Why? Ubiquity is one of the best systems out there unless you want to waste money on Dragonwave.

When Ubiquity started at the time the Atheros chipset was known to have vastly more capability than if you just used it as a WiFi 802.11A/B/G as intended. Ubiquity got far more bandwidth and power out of it and did meshing almost before anyone else using Atheros chips in sort of “raw” mode. Their radios were small and inexpensive. The only real downside is the Atheros chipset wasn’t particularly good at not bleeding all over the band. That was 15 years ago or more. They cleaned up the channel issues and have perfected MIMO to the point where Dragonwave is now the underdog. Wireless ISPs out West use thousands of them.

I’ve used it all the time in 24x7 continuous operations. No issues.

The only complication is the original Airmax is the original product. Unifi is the old Motorola Canopy system. Unifi LOOkS like it requires a server to work and initially it does but once set up it doesn’t need it except for maintenance. Airmax is just solid.

There are minor issues that you run into from time to time but there are always easy workarounds.

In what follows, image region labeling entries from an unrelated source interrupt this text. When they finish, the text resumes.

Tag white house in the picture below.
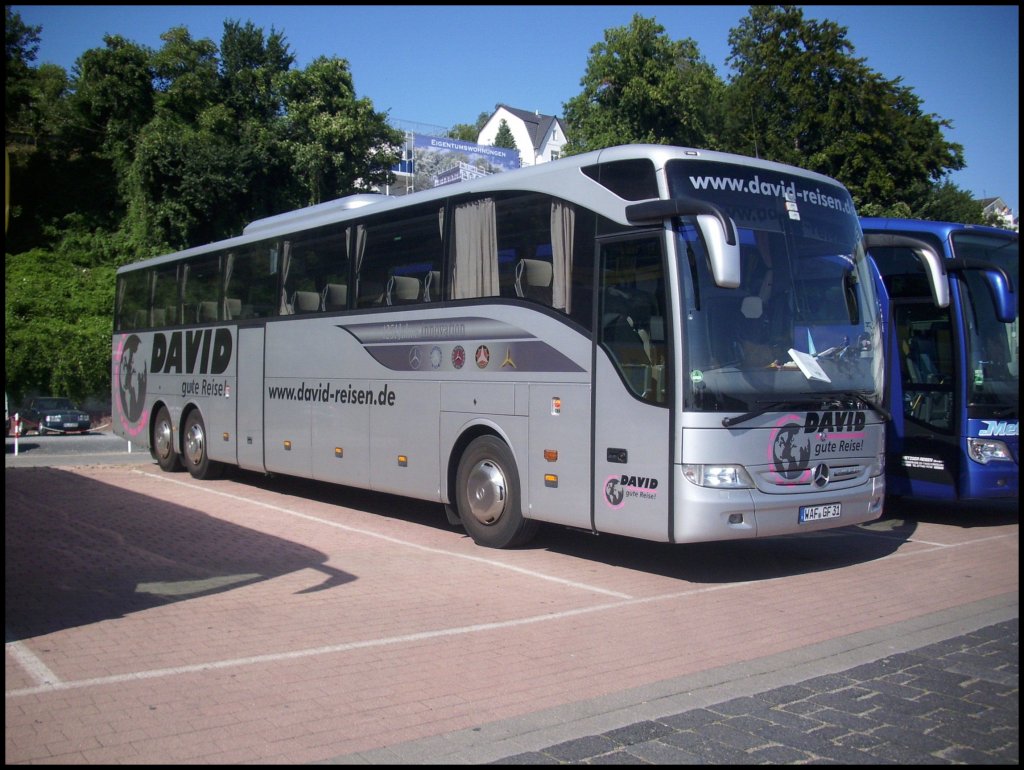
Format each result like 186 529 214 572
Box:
476 104 565 166
979 198 1017 230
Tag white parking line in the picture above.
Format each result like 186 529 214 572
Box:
5 581 754 698
132 470 633 599
4 629 63 691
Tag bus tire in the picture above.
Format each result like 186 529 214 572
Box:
150 407 181 473
182 410 224 479
456 435 539 548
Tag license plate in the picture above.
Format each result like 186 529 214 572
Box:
800 503 843 521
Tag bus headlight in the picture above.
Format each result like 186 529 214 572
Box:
967 438 1014 465
683 464 754 489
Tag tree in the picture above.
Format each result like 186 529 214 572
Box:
285 56 404 205
726 5 964 210
3 5 42 135
449 113 490 142
494 118 518 149
563 14 724 155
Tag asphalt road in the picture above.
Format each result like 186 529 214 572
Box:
5 425 150 468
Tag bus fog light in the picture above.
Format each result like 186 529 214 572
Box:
967 438 1013 465
683 464 754 489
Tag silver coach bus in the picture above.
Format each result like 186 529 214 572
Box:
113 145 887 548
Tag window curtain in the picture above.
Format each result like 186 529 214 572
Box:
452 198 500 299
551 201 575 313
278 241 292 315
345 224 367 307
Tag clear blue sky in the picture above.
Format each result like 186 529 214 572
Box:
12 5 1020 214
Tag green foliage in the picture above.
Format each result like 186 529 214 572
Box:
4 12 402 398
3 5 42 134
563 14 724 155
4 250 115 403
4 5 1007 402
449 113 492 142
726 5 964 210
495 118 518 149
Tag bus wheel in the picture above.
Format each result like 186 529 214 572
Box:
456 436 539 548
184 410 224 479
150 407 181 473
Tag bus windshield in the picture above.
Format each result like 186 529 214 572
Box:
669 162 884 413
952 231 1020 419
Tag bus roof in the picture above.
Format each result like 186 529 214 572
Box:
118 144 842 274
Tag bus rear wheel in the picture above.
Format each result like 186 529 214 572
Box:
455 436 539 548
150 407 181 473
184 410 224 479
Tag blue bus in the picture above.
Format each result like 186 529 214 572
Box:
861 217 1020 501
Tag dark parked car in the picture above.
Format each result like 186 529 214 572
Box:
22 397 92 435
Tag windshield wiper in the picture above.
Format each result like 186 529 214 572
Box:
722 390 893 428
836 390 893 422
722 398 821 428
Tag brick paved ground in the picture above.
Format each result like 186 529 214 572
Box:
4 462 1019 765
493 618 1020 765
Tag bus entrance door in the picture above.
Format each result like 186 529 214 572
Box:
594 233 672 541
234 327 266 472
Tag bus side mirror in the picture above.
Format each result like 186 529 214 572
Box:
697 214 739 289
864 232 949 307
626 198 739 289
981 270 1017 324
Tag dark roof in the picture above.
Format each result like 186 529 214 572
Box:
495 104 565 149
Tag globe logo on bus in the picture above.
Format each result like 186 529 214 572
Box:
115 334 148 434
771 418 811 481
604 476 626 508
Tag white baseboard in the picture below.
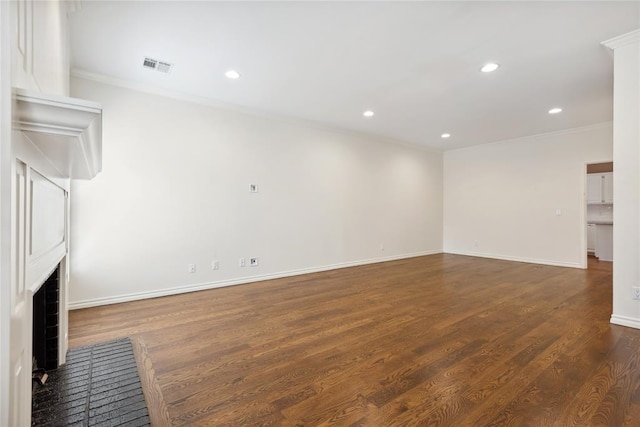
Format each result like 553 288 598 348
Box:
611 314 640 329
69 250 442 310
444 250 585 269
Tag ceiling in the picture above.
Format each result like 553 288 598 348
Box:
70 1 640 150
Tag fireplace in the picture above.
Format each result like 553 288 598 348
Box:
32 265 60 371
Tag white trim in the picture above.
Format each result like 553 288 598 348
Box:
69 250 442 310
71 68 443 154
13 89 102 179
444 250 586 270
444 121 613 154
600 30 640 50
611 314 640 329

Most good commercial/industrial radios use PoE. It’s just easy. As far as voltage drop it is not a problem up to the limit on Ethernet (100 meters). The injectors modulate/control the output so voltage dips within UL standard conditions (110 V +10%/-15%) are designed in.


----------



## cuba_pete (Dec 8, 2011)

Anoth said:


> I would like to add one new UPS dc protected outlet ckt and one existing ethernet PoE cat7 cable parallel in one existing conduit around 20 feet to an existing outside network breakout 12 inch junction box. The ups ckt addition is for for three 45w PoE injector brick loads to sit in that box (for 3 other downline PoE splitters switches) and one PoE cat 7 from a PoE switch on that same UPS source (existing poe camera).
> 
> Considering the existing 3/4" conduit, perhaps using 14awg cable with existing cat7 ethernet or use single THHN conductors for 120vdc if necessary for sizing space. Cordcaps and ground.
> 
> ...


You'd be hard-pressed to have any problem with high-frequency interference as long as your cat7 connectors are properly terminated/bonded. Common mode interference could be reduced by using electrically-common grounding/bonding connections i.e., using the same source for all of the devices and grounding/bonding them in a single-point configuration (this is above and beyond). This way you'd hit the three big ones: ground, bond, and shield.

If you're really that interested or concerned you can take readings with/without before/after each device is connected to the system, and include the network active/inactive, etc. A short real-world white paper/report could be added to the ET Electrical Resources section. Scope readings would likely be most beneficial.


----------



## Anoth (Oct 27, 2021)

Thanks for the replies. I like this site!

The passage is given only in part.